Monday, 5 February 2018

Nowhere Near Solving the Housing Crisis

Would you like to see part of this Fanling golf course developed into flats?
A trial balloon was floated up a month ago -- a study released by the government showed 5,000 flats could be built on part of the 170-hectare golf course in Fanling.

Immediately a ruckus erupted -- golfers were up in arms that their beloved golf course would be considered as potential land, while others felt 5,000 flats wasn't enough -- that there should be more built on the eastern part of the golf course that comprises a car park and part of what is known as the Old Course.

And then there was a fiasco that meetings to decide this issue have been postponed twice, and some of the people on the committee were Fanling golf club members and should be excused from the discussion.

Green groups are opposed to developing east Lantau
Then today Daniel Liu Ping-kwong, immediate past chairman and now honorary president of the Hong Kong Golfers Association hit back, asking why they don't have a say.

He said if golf members are barred from the task force, then members of other private recreational clubs should be as well.

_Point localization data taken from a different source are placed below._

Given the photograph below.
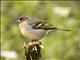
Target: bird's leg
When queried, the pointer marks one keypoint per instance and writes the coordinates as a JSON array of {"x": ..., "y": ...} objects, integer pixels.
[{"x": 33, "y": 50}]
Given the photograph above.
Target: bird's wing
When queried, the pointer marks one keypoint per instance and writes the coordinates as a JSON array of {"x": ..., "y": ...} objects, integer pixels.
[{"x": 42, "y": 25}]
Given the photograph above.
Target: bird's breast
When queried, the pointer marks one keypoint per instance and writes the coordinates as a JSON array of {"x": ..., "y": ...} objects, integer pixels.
[{"x": 32, "y": 33}]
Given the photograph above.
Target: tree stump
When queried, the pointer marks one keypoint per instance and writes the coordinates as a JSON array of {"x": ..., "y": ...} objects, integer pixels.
[{"x": 33, "y": 50}]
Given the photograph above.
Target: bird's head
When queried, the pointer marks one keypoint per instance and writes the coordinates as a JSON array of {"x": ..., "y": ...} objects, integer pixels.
[{"x": 23, "y": 18}]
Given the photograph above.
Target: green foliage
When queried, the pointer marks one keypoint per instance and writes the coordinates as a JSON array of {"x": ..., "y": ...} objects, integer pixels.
[{"x": 59, "y": 45}]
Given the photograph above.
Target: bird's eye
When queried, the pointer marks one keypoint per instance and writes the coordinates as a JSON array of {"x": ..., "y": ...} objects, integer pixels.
[{"x": 23, "y": 18}]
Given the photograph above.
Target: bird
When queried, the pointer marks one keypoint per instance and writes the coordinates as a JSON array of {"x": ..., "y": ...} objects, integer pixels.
[{"x": 35, "y": 29}]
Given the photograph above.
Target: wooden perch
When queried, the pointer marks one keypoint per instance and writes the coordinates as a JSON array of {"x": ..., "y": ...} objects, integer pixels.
[{"x": 33, "y": 50}]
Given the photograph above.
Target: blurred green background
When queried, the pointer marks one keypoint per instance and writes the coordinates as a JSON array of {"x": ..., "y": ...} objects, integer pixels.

Which practically means everyone because most government task forces are made up of well-heeled committee members.

Professional international golfers have also raised their concerns about losing the historic course, but are they aware of the serious housing crisis we're in?

I asked a relative what he thought of the issue. He said there shouldn't be an construction on the site because it's green space that people can enjoy. However I pointed out it was a private club and he said yes -- that's the problem -- they should open it further to the public because it's owned by the government.

Does Paul Chan have any more ideas to create more housing?
If you develop that land, he says, then you have fewer public open spaces. He had a point. He suggested further developing Lantau, but there are many green belt areas there that cannot and should not be touched.

Following in that vein Financial Secretary Paul Chan Mo-po is pushing the idea of more land reclamation, re-floating the idea of a 1,000-hectare artificial island east of Lantau. However green groups shot it down last November because they were concerned about the welfare of marine life in the area.

So the debate continues -- how are we going to solve the housing crisis? Where are we going to put everyone? How much will these homes cost?

It's a tough decision, which is why the government needs to be brave. Very brave.